Using [] to represent blank character positions, it looks like this:

1. Press "3". "[][]3" is shown on the display.

2. Press "." "[][]3." is shown on the display.

3. Press "1". []3.1" is shown on the display.

Has anyone ever seen anything like this? I can't think of a malfunction that would account for it...

-- David

The cathode driver has logic to skip a digit to the left under some circumstances. Either the cathode driver has failed and sometimes is not doing this when it should, or the ARC chip is sending it the wrong bits and triggering this display.

Edited: 19 July 2004, 7:53 p.m.

Further experimentation reveals that if the first digit after the decimal point is "2", then the 2 will occupy the same position as the decimal point, a clear error.

This is mainly a parts machine so I don't suppose it would be worth the time to disassemble it, clean the various contacts on the plug-in circuit board, etc.

Quote:
Further experimentation reveals that if the first digit after the decimal point is "2", then the 2 will occupy the same position as the decimal point,

I've looked up the technical details in the patent, and the details of my previous posting in this thread are not completely accurate.
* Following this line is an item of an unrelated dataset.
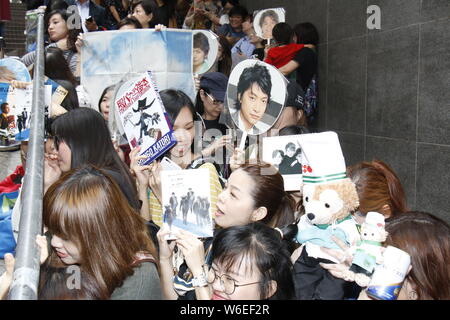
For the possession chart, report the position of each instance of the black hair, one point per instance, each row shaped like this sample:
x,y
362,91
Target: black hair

The display is scanned from right to left, one digit per processor word cycle. During each word cycle, one digit each from the A and B registers are used by the ARC to determine what digit and/or decimal to display, decoded into seven segments and the decimal flag, and sent to the anode driver. The signals are sent over five wires, time-multiplexed in a strange fashion. The anode driver decodes them to determine what digits to light, and also decides whether to generate a step pulse to the cathode driver. For the case of a decimal, the anode driver is supposed to generate an extra step pulse after the digit segments have been driven and before the decimal is driven, to prevent them from overlapping as you have seen.

The decimal point indication is carried on the same signal line that carries the F and G segments.

Internally to the ARC, the digit 2 in the B register is used to indicate the decimal position. This is interesting since an actual display of the digit 2 occurs when a 2 is in the A register. So a decimal followed by a 2 would have the 2 digit in BOTH the A and B registers.

I'm not sure exactly what to conclude; it seems likely that the cathode driver is fine and that either the ARC or anode driver are malfunctioning. I don't see how a dirty contact between the boards could have this result, though I suppose it is not impossible. At this point I think I'd bet on the ARC.

I assume the ARC is a chip on the little logic board?

ARC = Arithmetic and Registers Chip -- the data path half of the processor. It's a 16 pin (?) chip in the lower right corner of the logic board.

Best identified by part number. The ARC is either 1820-0848 or 1820-1169. In an HP-65, the ARC is inside a hybrid module, but AFAIK it's an 1820-1169 chip.

I have compiled a
table of known HP calculator chip part numbers.

I would try cleaning the circuit boards very well with 91%+ isopropyl alcohol. I have seen several rather strange problems caused by solder flux or other often invisible contamination on the boards. HP did not seem to clean up the flux after hand soldering operations.